Daniel Stodden [Fri, 16 Apr 2010 02:06:04 +0000 (19:06 -0700)]
CA-40171: Validate vhd parent chain during LV reactivation.
Implementation of tapdisk_vbd_reactivate_volumes follows the vhd
parent chain, but therein lacks a critical check matching child and
parent uuids.
This creates a race window wherein reactivation hits an lv resize on
the master. The new last sector, while unrewritten, may carry garbage
footers. Results may vary, from plain reactivation failures to chain
traversal running off into the weeds.
Fixed with a proper uuid check. Adds some eprintfs to aid debugging
the corner cases.
Daniel Stodden [Mon, 5 Apr 2010 19:35:18 +0000 (12:35 -0700)]
CA-29373: Unwedge queue after new request failure.
A tapdisk_vbd_issue_request failure is indication to back of from
further queue processing. The call however will also return error
status of a synchronous request failure.
When failing a new request immediately, we stop making progress. We
break out of the loop, subsequent incoming requests stay on the
new_requests lists, failed_requests is empty, so we block
indefinitely.
Patch decouples queue status from request status, we only back off if
the queue test fails, not the request. Otoh, this means we won't back
off after the first EBUSY encountered. One may argue the decision
about what's busy and not is better made by the driver, not the VBD.
Daniel Stodden [Mon, 5 Apr 2010 19:35:16 +0000 (12:35 -0700)]
CA-29373: Stop retrying the pathetic case.
Separating the retryable from the recoverable errors should make the
control path more responsive to broken SRs or images. Fail vreqs with
irrecoverable errors immediately. Presently known ones comprise ESTALE
and ENOSPC. Both don't have a great prospect to improve within the
next two minutes.
Note that this somewhat obsoletes ENOSPC, as our original reason for
adding a tapdisk-level forced-shutdown. However, there may still be
reasons to discard retryable requests.
Daniel Stodden [Mon, 5 Apr 2010 19:35:16 +0000 (12:35 -0700)]
CP-1613: Fix compiler warnings
The vhd_cache_init/enabled calls were redeclared inline after their
original declaration, yielding an ugly warning. These are module
members, not header macros. Safe to leave the inlining to the
compiler.
Daniel Stodden [Mon, 5 Apr 2010 19:35:15 +0000 (12:35 -0700)]
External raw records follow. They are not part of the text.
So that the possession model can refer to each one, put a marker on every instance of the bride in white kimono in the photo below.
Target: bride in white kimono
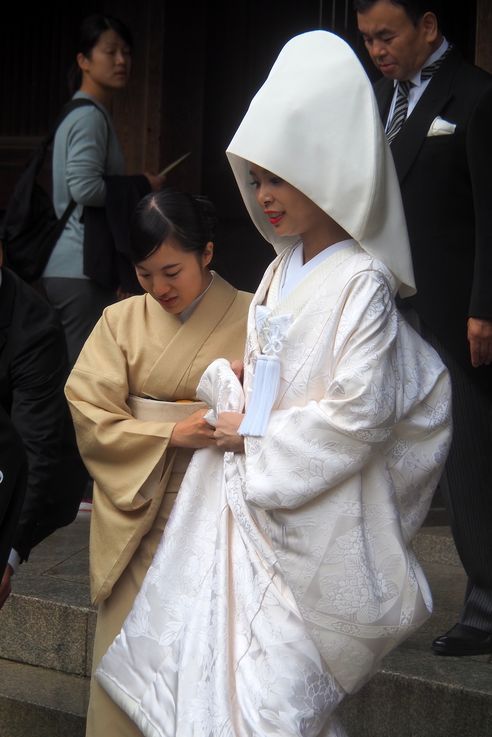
(286, 571)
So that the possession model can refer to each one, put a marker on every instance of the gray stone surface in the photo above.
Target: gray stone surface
(49, 621)
(435, 545)
(423, 695)
(41, 703)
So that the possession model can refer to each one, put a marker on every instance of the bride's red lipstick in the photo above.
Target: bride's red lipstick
(274, 216)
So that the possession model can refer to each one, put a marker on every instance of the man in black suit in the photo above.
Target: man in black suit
(33, 369)
(437, 110)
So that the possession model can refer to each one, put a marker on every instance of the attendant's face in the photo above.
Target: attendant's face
(395, 44)
(288, 210)
(175, 277)
(109, 62)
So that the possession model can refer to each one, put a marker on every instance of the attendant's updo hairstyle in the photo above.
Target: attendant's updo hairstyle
(188, 219)
(90, 31)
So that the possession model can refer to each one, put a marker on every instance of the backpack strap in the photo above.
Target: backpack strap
(65, 111)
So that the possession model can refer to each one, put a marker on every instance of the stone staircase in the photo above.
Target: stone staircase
(47, 627)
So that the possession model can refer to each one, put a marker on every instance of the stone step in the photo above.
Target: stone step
(419, 694)
(41, 702)
(48, 621)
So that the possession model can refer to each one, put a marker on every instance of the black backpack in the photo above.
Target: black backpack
(30, 228)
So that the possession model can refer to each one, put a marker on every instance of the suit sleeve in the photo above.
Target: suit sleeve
(38, 370)
(479, 152)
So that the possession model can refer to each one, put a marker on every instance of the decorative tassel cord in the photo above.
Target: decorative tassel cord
(266, 382)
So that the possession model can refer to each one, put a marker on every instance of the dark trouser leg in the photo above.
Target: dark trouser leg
(467, 488)
(79, 304)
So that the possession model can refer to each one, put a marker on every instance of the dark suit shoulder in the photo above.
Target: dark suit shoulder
(26, 306)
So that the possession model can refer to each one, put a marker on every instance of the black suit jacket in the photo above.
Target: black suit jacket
(13, 475)
(446, 185)
(33, 369)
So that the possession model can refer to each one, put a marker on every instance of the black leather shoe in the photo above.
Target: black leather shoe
(463, 640)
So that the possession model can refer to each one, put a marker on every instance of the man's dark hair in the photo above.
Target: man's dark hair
(415, 9)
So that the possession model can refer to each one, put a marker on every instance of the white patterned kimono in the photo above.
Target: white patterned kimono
(284, 575)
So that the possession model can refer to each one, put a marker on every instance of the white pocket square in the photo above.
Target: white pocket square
(441, 127)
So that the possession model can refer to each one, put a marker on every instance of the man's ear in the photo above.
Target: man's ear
(430, 26)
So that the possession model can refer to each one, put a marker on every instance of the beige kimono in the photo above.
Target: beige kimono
(137, 350)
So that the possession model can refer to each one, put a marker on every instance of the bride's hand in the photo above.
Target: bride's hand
(226, 432)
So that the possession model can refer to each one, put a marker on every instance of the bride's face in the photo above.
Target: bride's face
(289, 211)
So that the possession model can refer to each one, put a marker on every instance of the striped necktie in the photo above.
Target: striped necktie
(400, 111)
(401, 104)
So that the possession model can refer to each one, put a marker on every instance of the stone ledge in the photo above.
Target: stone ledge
(40, 702)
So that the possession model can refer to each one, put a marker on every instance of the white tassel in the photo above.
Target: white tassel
(266, 381)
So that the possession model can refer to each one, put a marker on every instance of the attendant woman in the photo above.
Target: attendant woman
(132, 395)
(295, 548)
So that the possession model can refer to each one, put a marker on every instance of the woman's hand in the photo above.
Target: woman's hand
(238, 368)
(226, 432)
(192, 432)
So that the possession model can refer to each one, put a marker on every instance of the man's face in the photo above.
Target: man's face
(397, 47)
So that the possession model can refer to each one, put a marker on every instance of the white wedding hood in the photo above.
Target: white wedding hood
(315, 124)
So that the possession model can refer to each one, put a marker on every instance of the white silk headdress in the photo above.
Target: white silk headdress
(315, 123)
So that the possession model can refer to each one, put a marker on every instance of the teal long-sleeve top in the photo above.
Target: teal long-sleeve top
(85, 149)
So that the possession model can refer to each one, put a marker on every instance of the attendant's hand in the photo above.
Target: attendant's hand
(5, 587)
(156, 182)
(480, 339)
(238, 368)
(226, 432)
(193, 432)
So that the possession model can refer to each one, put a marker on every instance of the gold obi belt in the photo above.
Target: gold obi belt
(155, 410)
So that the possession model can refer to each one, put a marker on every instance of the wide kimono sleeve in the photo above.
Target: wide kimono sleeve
(119, 451)
(375, 377)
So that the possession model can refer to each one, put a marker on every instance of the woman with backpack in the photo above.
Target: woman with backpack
(85, 151)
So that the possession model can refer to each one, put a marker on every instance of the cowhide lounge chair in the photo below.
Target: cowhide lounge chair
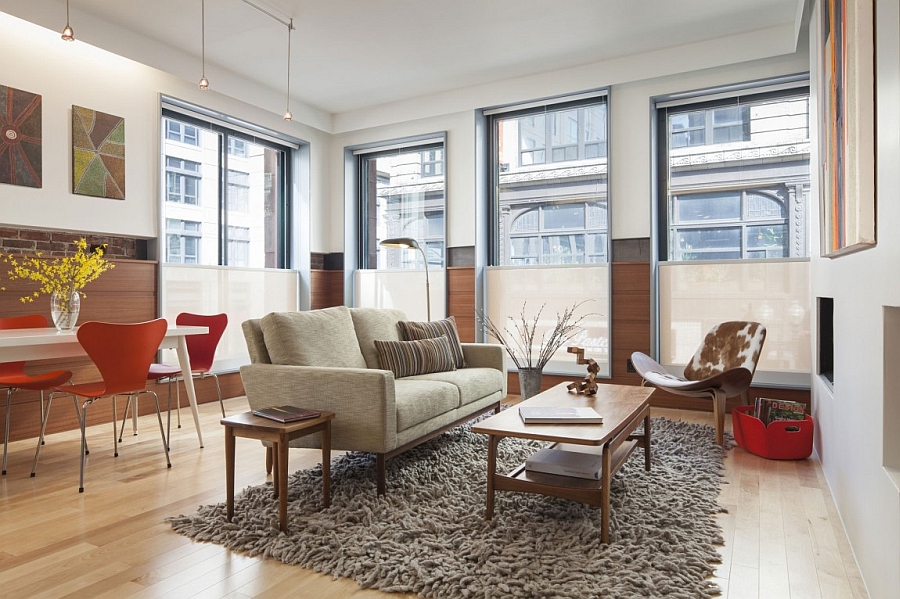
(723, 367)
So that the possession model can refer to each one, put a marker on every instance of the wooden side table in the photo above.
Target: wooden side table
(280, 435)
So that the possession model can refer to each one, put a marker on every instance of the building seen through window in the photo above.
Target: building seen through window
(550, 185)
(402, 194)
(239, 223)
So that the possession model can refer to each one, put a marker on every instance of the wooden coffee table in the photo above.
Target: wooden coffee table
(623, 409)
(280, 435)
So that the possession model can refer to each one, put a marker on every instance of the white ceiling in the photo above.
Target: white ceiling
(349, 54)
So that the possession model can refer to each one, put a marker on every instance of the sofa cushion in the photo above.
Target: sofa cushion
(372, 324)
(418, 401)
(473, 383)
(314, 338)
(407, 358)
(428, 330)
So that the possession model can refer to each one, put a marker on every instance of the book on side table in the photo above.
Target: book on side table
(286, 413)
(550, 415)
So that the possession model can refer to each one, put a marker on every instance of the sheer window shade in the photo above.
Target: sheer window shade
(559, 287)
(694, 296)
(403, 289)
(242, 293)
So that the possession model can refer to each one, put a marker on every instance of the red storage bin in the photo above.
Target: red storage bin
(774, 442)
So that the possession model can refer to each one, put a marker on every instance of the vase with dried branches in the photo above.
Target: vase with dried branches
(529, 353)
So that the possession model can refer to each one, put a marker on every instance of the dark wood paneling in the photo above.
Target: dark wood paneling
(461, 300)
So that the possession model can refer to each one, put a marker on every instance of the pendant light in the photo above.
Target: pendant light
(287, 112)
(204, 82)
(68, 34)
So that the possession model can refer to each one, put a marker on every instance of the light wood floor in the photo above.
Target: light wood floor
(783, 538)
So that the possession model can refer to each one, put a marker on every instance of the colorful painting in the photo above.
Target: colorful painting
(98, 154)
(20, 137)
(847, 130)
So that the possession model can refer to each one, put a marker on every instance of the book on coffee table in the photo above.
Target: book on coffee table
(550, 415)
(566, 463)
(287, 413)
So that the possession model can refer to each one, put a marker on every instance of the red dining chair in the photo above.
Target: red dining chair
(13, 377)
(122, 354)
(201, 351)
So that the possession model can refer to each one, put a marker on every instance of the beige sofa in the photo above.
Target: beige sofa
(327, 360)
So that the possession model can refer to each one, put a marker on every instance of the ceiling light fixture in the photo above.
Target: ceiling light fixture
(204, 82)
(68, 34)
(287, 112)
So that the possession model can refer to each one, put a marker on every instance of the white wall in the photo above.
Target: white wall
(851, 426)
(36, 60)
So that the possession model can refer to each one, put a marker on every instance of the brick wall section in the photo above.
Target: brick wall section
(15, 240)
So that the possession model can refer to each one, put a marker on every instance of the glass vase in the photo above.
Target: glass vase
(64, 308)
(529, 382)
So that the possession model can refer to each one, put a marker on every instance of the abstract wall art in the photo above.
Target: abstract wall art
(846, 73)
(98, 154)
(20, 137)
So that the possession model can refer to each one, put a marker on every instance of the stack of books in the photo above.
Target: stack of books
(770, 410)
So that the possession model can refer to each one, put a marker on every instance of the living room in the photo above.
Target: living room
(134, 77)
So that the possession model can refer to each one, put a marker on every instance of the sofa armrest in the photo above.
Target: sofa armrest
(362, 400)
(486, 355)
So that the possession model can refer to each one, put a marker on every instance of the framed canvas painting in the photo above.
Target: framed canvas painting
(847, 125)
(98, 154)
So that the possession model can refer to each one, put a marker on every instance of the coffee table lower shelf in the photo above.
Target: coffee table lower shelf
(585, 490)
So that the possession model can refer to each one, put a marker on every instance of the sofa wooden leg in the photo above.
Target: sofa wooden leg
(380, 473)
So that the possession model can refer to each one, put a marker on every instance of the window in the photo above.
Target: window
(734, 177)
(548, 232)
(237, 147)
(233, 186)
(182, 181)
(182, 132)
(182, 241)
(549, 185)
(402, 195)
(238, 194)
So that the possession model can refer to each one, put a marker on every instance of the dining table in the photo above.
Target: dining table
(48, 343)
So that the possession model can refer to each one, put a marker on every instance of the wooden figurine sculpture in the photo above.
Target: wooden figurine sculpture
(588, 386)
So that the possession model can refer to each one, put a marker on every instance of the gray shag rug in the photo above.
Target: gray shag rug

CA-39535: Break call chain recursion during force-shutdown.
Pending requests during shutdown flag TD_VBD_SHUTDOWN_REQUESTED,
resulting in an endless vbd_close -> vbd_kick -> vbd_check_state ->
vbd_close loop.
The vbd_check_state call was added to unblock canonical (synchronous)
I/O mode in cset 45c15fdaed55 (Separate tapdisk raw I/O into different
backends).
We only need the queue dispatch during vbd_kick. Fixed by breaking a
vbd_check_queue_state out of vbd_check_state.
Signed-off-by: Daniel Stodden <daniel.stodden@citrix.com>
Keir Fraser [Fri, 29 Jan 2010 08:55:27 +0000 (08:55 +0000)]
CA-36385: Prefer AIO eventfd support on kernels >= 2.6.22
Mainline kernel support for eventfd(2) in linux aio was added between
2.6.21 and 2.6.22. Libaio after 0.3.107 has the header file, but
presently few systems support it. Neither do we rely on an up-to-date
libc6.
Instead, this patch adds a header which defines custom iocb_common
struct, and works around a potentially missing sys/eventfd.h.
Signed-off-by: Daniel Stodden <daniel.stodden@citrix.com>
Keir Fraser [Fri, 29 Jan 2010 08:54:51 +0000 (08:54 +0000)]
CA-36385: Separate tapdisk raw I/O into different backends.
Hide tapdisk support for different raw I/O interfaces behind a new
struct tio. Libaio remains to dominate the interface, requiring
everyone to dispatch iocb/ioevent structs.
Misc:
- Fixes a bug in tapdisk-vbd which locks up the sync io mode.
- Wants a PERROR macro in blktaplib.h
- Removes dead code in qcow2raw to make it link again.
Signed-off-by: Daniel Stodden <daniel.stodden@citrix.com> Signed-off-by: Jake Wires <jake.wires@citrix.com>
Daniel Stodden [Sat, 21 Nov 2009 02:54:31 +0000 (18:54 -0800)]
CA-34846: Integrate tapdisk-syslog with the tlog_error path.
Currently removes the caller line filter, based on the fact that we
are only reporting terminal vreq failures anyway.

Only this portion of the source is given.